ときどき忘れたり寝坊したりしても大丈夫です!できる日だけでもOK、なんにもしない日をつくってもOK、できなかったことをする予備日に空けておいてもOK!
そう思うと肩の力が抜けませんか?
続けるコツは、「楽しんでやること」です!
- 計画通りにできた日は、カレンダーにシールを貼ったりチェックをいれる
1週間、1か月、トータルで評価しましょう。ひと月休まずできて、オールコンプリートできたら、翌月一日のおやつは奮発しておいしいのを食べる、とか。
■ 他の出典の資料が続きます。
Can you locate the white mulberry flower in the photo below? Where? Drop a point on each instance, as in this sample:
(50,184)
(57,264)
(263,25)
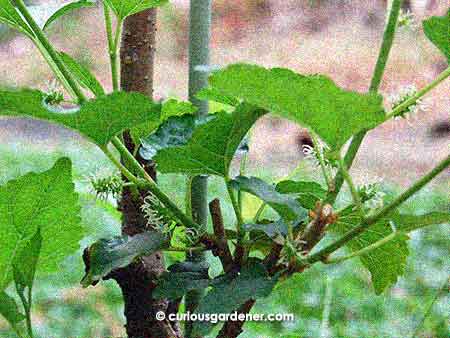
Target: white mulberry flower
(407,19)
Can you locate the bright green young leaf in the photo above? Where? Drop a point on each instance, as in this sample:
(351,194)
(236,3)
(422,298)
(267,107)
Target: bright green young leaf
(11,17)
(67,9)
(169,108)
(228,295)
(212,94)
(106,255)
(313,101)
(47,201)
(437,30)
(174,107)
(98,119)
(286,206)
(385,263)
(9,309)
(182,278)
(26,261)
(307,193)
(175,131)
(124,8)
(83,76)
(212,145)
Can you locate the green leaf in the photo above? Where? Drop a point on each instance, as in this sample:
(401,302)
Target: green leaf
(212,145)
(175,131)
(437,30)
(25,263)
(212,94)
(313,101)
(385,263)
(98,119)
(408,223)
(124,8)
(105,255)
(9,309)
(174,107)
(169,108)
(11,17)
(47,201)
(182,278)
(286,206)
(228,295)
(83,76)
(307,193)
(67,9)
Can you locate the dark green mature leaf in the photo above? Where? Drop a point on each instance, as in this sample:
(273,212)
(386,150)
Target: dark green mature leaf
(226,296)
(175,131)
(437,30)
(286,206)
(67,9)
(182,278)
(307,193)
(169,108)
(9,309)
(124,8)
(47,201)
(385,263)
(313,101)
(83,76)
(212,145)
(11,17)
(212,94)
(106,255)
(409,223)
(98,119)
(25,263)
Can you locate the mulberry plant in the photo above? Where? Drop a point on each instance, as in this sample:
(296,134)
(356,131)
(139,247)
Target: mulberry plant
(40,220)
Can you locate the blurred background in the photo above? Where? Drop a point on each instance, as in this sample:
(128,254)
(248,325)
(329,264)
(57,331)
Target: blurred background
(339,38)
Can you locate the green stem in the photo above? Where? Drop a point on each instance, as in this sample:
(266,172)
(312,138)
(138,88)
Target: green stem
(351,185)
(50,50)
(179,249)
(367,222)
(148,183)
(242,169)
(263,206)
(402,107)
(321,161)
(386,45)
(408,193)
(199,41)
(237,211)
(27,308)
(120,166)
(112,45)
(430,307)
(259,212)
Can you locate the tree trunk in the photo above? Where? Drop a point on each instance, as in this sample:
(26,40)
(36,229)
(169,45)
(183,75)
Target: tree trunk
(137,281)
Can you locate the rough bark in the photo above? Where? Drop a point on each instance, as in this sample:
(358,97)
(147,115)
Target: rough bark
(137,281)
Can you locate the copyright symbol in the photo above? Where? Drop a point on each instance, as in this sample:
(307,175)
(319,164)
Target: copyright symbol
(160,315)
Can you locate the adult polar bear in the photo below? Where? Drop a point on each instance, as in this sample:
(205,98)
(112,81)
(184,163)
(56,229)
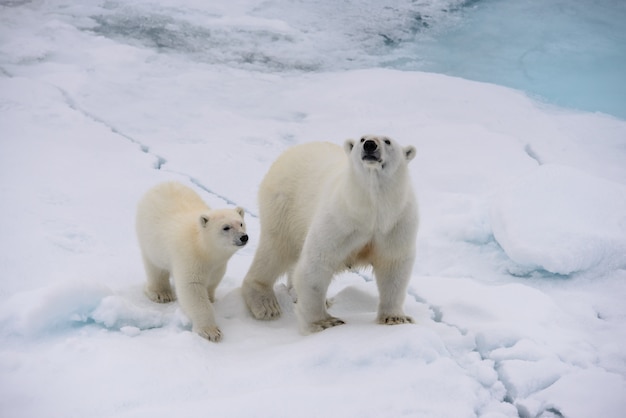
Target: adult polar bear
(322,211)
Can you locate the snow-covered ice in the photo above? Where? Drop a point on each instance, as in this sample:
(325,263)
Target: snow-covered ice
(519,286)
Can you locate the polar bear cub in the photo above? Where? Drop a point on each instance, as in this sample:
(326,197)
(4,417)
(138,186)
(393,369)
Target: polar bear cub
(180,235)
(323,210)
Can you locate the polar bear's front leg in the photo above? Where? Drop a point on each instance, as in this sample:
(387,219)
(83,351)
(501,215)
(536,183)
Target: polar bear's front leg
(194,301)
(311,281)
(392,278)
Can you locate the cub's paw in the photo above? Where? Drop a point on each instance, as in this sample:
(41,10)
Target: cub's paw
(262,303)
(160,296)
(323,324)
(210,333)
(395,319)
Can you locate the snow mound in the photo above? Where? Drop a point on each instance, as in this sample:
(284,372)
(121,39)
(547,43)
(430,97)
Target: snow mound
(563,221)
(74,303)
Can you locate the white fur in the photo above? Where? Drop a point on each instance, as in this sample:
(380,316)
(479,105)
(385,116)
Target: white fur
(323,210)
(180,235)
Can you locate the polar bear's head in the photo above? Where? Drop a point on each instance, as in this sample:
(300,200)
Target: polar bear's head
(378,153)
(224,228)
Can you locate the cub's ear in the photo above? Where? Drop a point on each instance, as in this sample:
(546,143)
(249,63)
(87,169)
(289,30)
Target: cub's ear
(348,145)
(409,152)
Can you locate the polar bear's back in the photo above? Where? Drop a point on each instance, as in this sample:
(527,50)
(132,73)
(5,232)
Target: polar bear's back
(166,216)
(294,186)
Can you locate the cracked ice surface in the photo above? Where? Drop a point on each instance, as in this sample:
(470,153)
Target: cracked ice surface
(518,287)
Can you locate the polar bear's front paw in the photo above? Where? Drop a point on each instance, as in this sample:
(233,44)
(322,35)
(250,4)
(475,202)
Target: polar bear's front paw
(210,333)
(395,319)
(160,296)
(323,324)
(262,304)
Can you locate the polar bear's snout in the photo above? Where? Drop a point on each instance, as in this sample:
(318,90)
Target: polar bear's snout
(371,150)
(242,240)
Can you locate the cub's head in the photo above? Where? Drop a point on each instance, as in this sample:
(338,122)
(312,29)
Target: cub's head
(224,228)
(378,153)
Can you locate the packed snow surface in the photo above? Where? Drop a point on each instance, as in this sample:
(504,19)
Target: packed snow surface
(520,280)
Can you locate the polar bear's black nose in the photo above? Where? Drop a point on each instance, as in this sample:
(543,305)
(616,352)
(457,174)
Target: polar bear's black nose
(370,145)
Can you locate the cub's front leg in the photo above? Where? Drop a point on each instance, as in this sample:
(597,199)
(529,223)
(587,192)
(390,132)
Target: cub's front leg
(193,297)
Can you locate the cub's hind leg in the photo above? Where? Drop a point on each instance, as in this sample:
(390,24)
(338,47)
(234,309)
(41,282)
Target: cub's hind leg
(157,287)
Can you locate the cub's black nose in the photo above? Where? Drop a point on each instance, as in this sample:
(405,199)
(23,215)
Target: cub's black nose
(370,145)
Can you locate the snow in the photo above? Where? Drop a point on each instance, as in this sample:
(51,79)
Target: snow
(519,283)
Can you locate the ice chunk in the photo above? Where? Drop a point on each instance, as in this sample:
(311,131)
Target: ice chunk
(562,220)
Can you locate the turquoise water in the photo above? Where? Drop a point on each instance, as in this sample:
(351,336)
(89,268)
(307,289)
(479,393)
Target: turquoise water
(570,53)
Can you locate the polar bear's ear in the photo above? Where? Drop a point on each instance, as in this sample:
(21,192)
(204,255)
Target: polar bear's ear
(348,145)
(409,152)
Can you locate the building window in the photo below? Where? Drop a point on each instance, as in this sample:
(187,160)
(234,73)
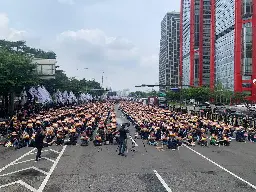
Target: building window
(247,49)
(247,93)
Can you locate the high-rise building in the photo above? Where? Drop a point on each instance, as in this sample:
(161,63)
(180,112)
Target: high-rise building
(169,51)
(233,45)
(195,28)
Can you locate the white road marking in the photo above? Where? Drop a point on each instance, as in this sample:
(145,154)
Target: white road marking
(42,186)
(36,152)
(168,189)
(8,184)
(19,162)
(24,170)
(10,164)
(136,145)
(40,170)
(27,186)
(46,158)
(54,151)
(21,183)
(223,168)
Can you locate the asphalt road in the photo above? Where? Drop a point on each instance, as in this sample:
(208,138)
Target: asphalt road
(147,169)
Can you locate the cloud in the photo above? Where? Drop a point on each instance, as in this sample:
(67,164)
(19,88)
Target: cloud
(69,2)
(119,58)
(121,61)
(93,45)
(9,33)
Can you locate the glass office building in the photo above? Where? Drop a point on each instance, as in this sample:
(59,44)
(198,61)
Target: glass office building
(195,42)
(233,45)
(169,51)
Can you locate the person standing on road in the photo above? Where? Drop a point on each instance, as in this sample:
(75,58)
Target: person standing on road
(122,140)
(39,142)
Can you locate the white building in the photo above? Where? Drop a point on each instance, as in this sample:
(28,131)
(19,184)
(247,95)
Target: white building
(45,67)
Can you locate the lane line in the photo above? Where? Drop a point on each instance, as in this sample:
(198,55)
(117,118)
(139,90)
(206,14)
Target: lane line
(23,161)
(168,189)
(54,151)
(10,164)
(42,186)
(9,184)
(36,152)
(136,145)
(16,171)
(46,158)
(223,168)
(40,170)
(27,185)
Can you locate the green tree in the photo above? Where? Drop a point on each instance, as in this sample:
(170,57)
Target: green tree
(16,72)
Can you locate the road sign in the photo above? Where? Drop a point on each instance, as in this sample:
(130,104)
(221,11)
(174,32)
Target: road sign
(175,89)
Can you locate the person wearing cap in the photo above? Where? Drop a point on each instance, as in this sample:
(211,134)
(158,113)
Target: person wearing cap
(39,142)
(122,140)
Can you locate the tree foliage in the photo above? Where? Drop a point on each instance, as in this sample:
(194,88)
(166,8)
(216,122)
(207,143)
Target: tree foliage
(16,72)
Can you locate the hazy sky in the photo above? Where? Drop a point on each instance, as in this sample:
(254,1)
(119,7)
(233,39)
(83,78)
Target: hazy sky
(119,37)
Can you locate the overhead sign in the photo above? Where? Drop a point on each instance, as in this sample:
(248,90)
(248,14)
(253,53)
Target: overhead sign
(162,94)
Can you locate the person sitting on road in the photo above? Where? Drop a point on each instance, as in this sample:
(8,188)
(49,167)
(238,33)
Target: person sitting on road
(240,134)
(72,137)
(224,140)
(172,142)
(152,140)
(84,139)
(214,140)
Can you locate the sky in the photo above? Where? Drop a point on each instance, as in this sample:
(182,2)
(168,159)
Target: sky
(116,39)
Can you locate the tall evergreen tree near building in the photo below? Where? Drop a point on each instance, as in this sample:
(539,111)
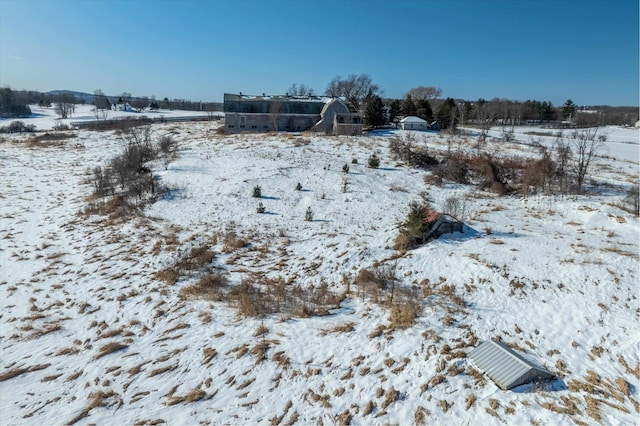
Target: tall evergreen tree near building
(448,114)
(568,109)
(373,110)
(423,110)
(395,109)
(409,106)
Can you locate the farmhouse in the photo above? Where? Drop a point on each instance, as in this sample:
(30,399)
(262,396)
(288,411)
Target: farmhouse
(505,367)
(122,106)
(413,123)
(331,116)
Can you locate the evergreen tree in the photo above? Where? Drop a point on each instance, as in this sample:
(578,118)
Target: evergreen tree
(9,105)
(373,112)
(448,114)
(568,109)
(395,109)
(408,106)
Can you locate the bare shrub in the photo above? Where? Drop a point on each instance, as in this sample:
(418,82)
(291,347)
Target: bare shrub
(453,168)
(377,282)
(413,229)
(256,299)
(538,174)
(457,207)
(631,202)
(404,148)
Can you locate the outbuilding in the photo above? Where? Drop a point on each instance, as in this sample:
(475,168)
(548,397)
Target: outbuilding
(413,123)
(505,367)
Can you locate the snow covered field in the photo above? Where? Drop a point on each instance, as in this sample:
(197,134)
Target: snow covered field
(46,118)
(90,334)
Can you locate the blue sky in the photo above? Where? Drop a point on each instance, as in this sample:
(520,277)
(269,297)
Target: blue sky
(548,50)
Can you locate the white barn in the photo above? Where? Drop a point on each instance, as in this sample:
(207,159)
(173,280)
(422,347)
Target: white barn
(413,123)
(505,367)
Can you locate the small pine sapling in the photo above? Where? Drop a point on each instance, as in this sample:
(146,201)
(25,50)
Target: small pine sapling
(345,185)
(308,216)
(374,161)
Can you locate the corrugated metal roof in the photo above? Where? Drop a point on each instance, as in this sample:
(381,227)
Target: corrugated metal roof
(505,367)
(412,119)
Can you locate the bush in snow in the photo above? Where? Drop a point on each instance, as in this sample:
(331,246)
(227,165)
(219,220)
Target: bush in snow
(308,216)
(374,161)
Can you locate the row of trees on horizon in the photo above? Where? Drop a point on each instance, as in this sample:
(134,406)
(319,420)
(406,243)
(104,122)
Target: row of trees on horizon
(363,96)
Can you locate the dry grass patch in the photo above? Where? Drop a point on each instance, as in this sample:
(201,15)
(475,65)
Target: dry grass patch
(368,408)
(377,332)
(162,370)
(99,398)
(391,396)
(110,348)
(169,275)
(347,327)
(208,287)
(471,400)
(192,396)
(209,354)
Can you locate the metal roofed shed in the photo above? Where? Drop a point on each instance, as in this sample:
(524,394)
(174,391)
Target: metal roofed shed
(505,367)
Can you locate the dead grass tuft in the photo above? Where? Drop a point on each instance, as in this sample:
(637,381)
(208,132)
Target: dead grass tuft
(391,396)
(208,287)
(471,399)
(368,408)
(341,328)
(377,332)
(97,399)
(18,371)
(420,416)
(110,348)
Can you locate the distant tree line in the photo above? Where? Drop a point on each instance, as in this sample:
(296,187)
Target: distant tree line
(364,96)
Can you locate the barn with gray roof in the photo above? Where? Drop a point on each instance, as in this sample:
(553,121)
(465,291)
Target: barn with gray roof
(505,367)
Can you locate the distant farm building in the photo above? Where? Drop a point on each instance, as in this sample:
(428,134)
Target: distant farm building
(413,123)
(505,367)
(122,106)
(289,114)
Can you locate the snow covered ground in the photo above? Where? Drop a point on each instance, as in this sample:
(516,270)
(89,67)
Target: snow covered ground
(89,334)
(46,118)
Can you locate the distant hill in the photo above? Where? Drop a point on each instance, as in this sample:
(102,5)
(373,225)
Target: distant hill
(86,97)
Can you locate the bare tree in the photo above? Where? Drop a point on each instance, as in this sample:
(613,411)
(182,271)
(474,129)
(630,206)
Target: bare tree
(424,93)
(354,88)
(102,105)
(65,105)
(275,109)
(563,154)
(300,90)
(485,115)
(586,145)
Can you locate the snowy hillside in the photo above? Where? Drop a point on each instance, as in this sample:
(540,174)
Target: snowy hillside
(93,331)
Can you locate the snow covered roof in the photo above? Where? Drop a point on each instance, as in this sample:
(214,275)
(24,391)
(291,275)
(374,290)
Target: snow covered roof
(505,367)
(412,119)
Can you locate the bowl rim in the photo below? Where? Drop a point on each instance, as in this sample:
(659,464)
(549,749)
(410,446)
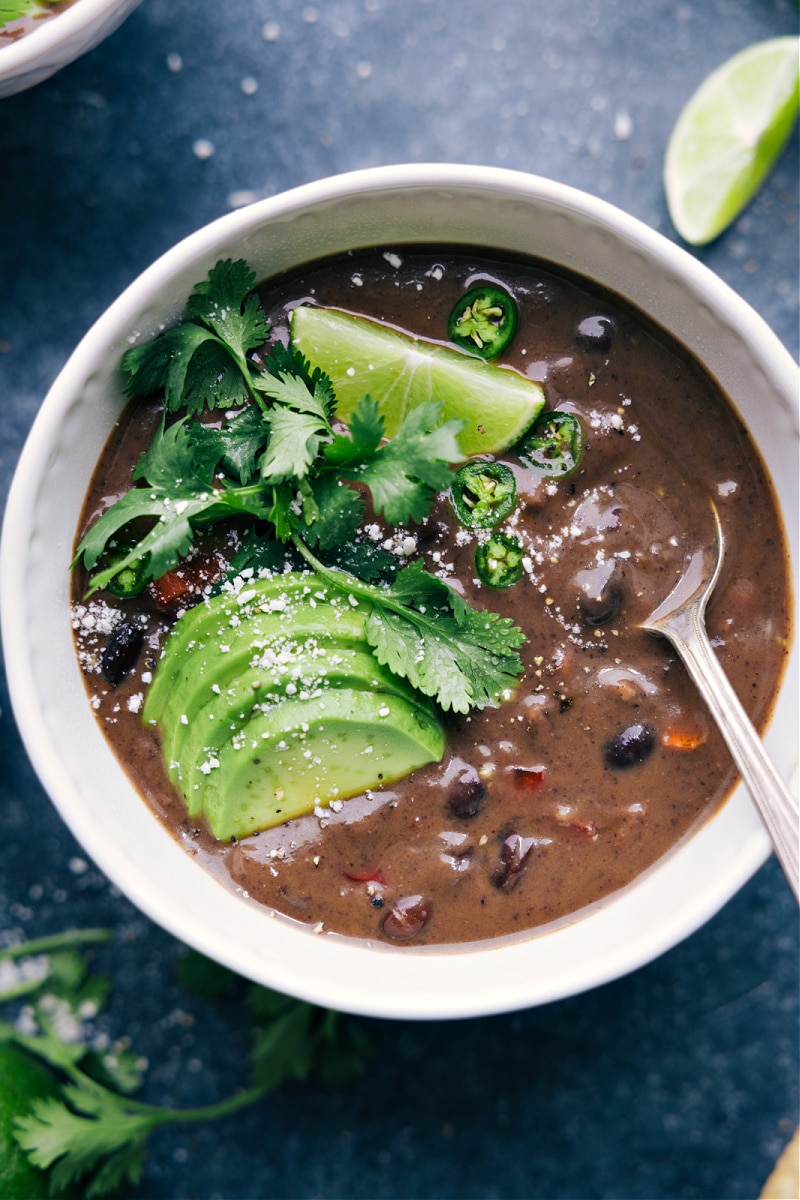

家族に協力してもらって、一緒に実践すると継続しやすいですよ。
まとめ
認知症予防の基本は、「頭を使う」「体を動かす」「楽しくすごす」。
「脳・体・心」を少しずつ動かす習慣をつけることが大切です。
朝、昼、夜の習慣に分けて、無理せず行う。
行動が習慣になる、ということが重要なのです。
毎日の小さな習慣が、将来の大きな安心につながる。
ご家族と一緒に、今日から無理のない範囲で始めてみましょう。
「脳・体・心」、どれが一番、ということはありません。
脳にも体にも心にも、ストレスがかかるのが一番大敵です。無理をしてストレスをかけるのではなく、楽しく、リラックスして、小さな習慣をつみあげていきましょう。